During our opening worship Henry read from QF&P 19.21 (Robert Barclay)
"... I felt a secret power ... I became thus knit and united unto them"

Mark was an undergraduate at the University of Edinburgh, in early
1990s.  He moved into a new flat, and although he had agreed to take
over the running of the University Green Society, he was very nervous
about being in charge of his first meeting.  His flatmate Anna Levin
(!) agreed a deal, that she would go to Green Society meetings with
him, if he would go to Quaker meeting, which was Victoria Terrace.

Soon he felt the "secret power" and go "knitted in".
He got to know the Young Friends group, which was a help in what was then a pretty large
Meeting.  Even after Anna moved away, he kept going to Meeting, and
after a year or so Bronwen Currie asked if he'd think about becoming a Member.
He's been thinking about it ever since.

He moved to Amsterdam, and went to Meeting for Worship there.  He read more, and got more of a sense
of how the Quaker thing worked, than he had any need to have done in a
Central Edinburgh on account of its large size.

He moved to Portobello in 2009 and joined the very new Meeting in Mary
Jane and Alastair's home.  Soon he realised he had shifted from
"going to" Central Edinburgh to being "a part of" Portobello and
Musselborough.  That meant getting much more involved in helping to
keep the Meeting going.

He likes the "secret power" quote, it reflects his own experience.
Mark grew up in a classic Church of England agnostic family, however
not until he came to Quakerism did he recognise the experience of
something "beyond the physical".

He participated in the _Becoming Friends_ course, which among other
things meant he read the "requirements" for becoming a Member for the
first time.  The sentence therein "Membership is for those who feel at
home and in the right place within the Quaker community" spoke to him
very deeply.

But that membership meant "that you accept at least the fundamental
elements of being a Quaker: ..." was new to him.
Although he was at  home with the "practical expression of inward convictions",
he struggled with "accept the manner of Quaker corporate worship and
the ordering of the meeting's business".

This prompted him to turn to Quaker history, which led to seeing in the flowering of
people's renegotiation of their relationship of with Divine as what
fostered our special structures, Which have lead to us to still being
here today.

He recognised then that Meeting for Church Affairs is a vital part of
being a Quaker, and that meant he was now ready to not just attend LM and AM,
but to attend _as a Member_.

Mark has a long involvement in anarchist activities, and that may seem
to be at odds with Quaker goverance.  He quoted "the wheels of God
grind slow, but exceedingly fine".  Quaker business is very _slow_.
The call to minister, right here, right now, without any
qualification, feels very different to him.

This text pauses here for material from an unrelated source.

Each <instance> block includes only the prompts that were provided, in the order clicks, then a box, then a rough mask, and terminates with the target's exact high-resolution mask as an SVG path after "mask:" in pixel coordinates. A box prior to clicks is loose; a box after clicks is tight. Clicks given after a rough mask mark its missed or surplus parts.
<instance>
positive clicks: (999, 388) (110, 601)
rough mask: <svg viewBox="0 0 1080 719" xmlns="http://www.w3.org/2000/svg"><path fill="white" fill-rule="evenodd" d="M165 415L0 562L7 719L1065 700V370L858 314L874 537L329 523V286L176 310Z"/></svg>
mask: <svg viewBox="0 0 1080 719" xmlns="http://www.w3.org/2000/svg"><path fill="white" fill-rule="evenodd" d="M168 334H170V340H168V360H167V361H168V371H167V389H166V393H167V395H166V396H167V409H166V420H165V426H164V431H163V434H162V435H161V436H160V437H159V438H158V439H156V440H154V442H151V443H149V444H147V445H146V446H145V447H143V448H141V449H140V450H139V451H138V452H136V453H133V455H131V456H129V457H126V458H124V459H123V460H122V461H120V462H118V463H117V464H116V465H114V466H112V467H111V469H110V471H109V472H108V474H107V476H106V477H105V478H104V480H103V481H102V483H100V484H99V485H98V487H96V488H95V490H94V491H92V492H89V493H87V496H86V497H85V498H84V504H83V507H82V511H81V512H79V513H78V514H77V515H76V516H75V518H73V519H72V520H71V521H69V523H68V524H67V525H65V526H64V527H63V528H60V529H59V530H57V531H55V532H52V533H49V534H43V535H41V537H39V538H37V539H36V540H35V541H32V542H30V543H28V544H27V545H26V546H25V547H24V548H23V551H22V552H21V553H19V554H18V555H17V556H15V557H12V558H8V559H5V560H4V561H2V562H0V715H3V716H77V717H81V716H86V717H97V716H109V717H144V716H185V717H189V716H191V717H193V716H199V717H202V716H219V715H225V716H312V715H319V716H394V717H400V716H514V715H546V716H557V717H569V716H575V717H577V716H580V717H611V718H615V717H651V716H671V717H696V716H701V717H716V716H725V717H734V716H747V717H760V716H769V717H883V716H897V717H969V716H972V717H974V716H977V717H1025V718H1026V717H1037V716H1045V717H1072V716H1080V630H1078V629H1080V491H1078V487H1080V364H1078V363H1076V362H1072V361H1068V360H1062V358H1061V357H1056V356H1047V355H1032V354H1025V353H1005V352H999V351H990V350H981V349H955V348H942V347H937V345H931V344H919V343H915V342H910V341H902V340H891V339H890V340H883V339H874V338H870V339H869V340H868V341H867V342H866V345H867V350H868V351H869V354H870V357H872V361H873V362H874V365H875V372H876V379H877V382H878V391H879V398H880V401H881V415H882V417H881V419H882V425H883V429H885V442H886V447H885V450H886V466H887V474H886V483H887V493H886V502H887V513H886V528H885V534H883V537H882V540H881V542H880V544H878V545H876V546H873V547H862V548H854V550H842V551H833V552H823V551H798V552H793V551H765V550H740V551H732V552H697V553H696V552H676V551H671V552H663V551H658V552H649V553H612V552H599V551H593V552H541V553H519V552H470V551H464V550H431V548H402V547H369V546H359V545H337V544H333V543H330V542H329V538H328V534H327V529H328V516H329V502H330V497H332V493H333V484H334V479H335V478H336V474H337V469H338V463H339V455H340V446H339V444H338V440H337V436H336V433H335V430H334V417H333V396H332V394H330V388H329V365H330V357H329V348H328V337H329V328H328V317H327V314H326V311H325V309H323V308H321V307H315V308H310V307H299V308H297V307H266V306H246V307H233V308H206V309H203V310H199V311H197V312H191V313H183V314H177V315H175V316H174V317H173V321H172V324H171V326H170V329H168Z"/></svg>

Mark has a standup comedy routine that includes a "How many Quakers
does it take to change a lightbulb" joke.

He brought us back to the  "secret power" and "knitted in" quote, and
recalled that at first he thought he was coming to a gathering of friendly people who were
a bit spiritual, and it took a while, years in fact, to detect the secret
seeking for spirtual guidance that we shared.  You're not just sitting
with a bunch of like-minded people, rather you may find what someone
else's spiritual path may not be going where yours is.  But that's
actually a very important aspect of Quakerism for him.

Meeting for Worship and the  are a great resolution of the Protestant dilemma,
that there is no barrier between God and us.
Right Ordering does belong as a religious test for being Quaker.
[HT and MB discuss theory of membership]
Environmental Protest Workshop on decision making, democratic process,
anarchist consensus decision process, ceding authority to someone in a
protest in order to make us safe, you take it for all of us and it is
by definition right.  So the same for MCA: you aren't there, you
uphold them for the decision the make.
JD: I agree about the respnsibilty/rights relationship, but you can
    also take initiative [ref joke]
MB: Musselb members are interested in a 3rd weekly meeting, and
although I'd rather that didn't happen, I would uphold them and attend
if they decide to go ahead.  Just because I don't want to organise it
doesn't mean I won't support them if they do.
[A complicated history]
MB: My love of Quakers, ref. Anna and the Green Party story.  There
was a MFA about same-sex marriage, when (before York) a male couple had asked
for a ceremony of commitment, and it was a difficult MFA.  And the SGP
was in some internal difficulties, where when you won a vote on a
problematic issue, if you 'won' the vote, you tried you best to get
rid of the losers, whereas the MCA worked very hard to support _all_
the people there, to respect their pain and acknowledge it, respecting
that of God in the people on the "other side".
We are happy to recommend membership for MB, it's "a full stop on my
process of discernment on whether I should become a Member" and it
fills me with joy to join in the recommendation.